Getting money out of the country is also tricky. Chinese migrants have to establish bank accounts overseas, and then transfer their Chinese yuan into an exchange account run by another company. The exchange company then holds the yuan and transfers the equivalent foreign currency from a foreign exchange bank account to get around Chinese government restrictions on transferring money across borders.
Xi Jinping is expected to be awarded an historic third term.Credit:AP
On Chinese social media services Weibo and WeChat “run xue” or “run philosophy” went viral in May, as residents in Shanghai grappled with food shortages and millions were sealed in their apartment blocks. But even as some of those pressures have eased, immigration agents say demand for a way out has continued to grow.
Some are resorting to extreme measures. In August, CNN followed 33-year-old Wang Qun as he made his way to the United States. The bubble tea shop owner got his passport by applying for a language school in Ecuador, flew to the capital Quito, caught a bus for 1600 kilometres to Columbia, took a boat across to Panama, spent three days hiking through the Panamanian jungle, made it through Costa Rica, Nicaragua and Guatemala before scrambling across the US-Mexico border. He was one of the dozens following instructions in an online forum on how to immigrate illegally from China to America.
“In the years after Xi Jinping came to power, China’s policies have become tighter and tighter, the economy is not doing great … and (his) dictatorship is only getting worse,” Wang told CNN.

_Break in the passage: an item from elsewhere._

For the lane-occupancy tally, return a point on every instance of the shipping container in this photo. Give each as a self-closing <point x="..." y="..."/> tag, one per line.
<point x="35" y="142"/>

More than 2000 Chinese Communist Party members will gather for a week from Sunday to anoint Xi as General Secretary for a third term where they could also name him as either Chairman or “People’s Leader” and elevate him alongside Mao Zedong in the pantheon of Chinese leaders. Xi has ruthlessly pursued COVID-zero more than any other world leader, turning an impossible task into a personal test for both him and the Chinese people.
Fences once again encircled neighbourhoods in Shanghai on Monday and staff were locked inside restaurants. Mobile units have been installed on sidewalks to carry away close contacts to quarantine, dashing hopes of any real easing of restrictions before the end of this year.
“We must remain vigilant against the spread of the epidemic, increase our confidence and patience in our country’s epidemic prevention and control policies,” Chinese government-controlled media outlet People’s Daily said in an editorial on Tuesday.
“[We must] overcome any numbness of the mind, any war-weariness, any thought of leaving things to chance, and any complacency.”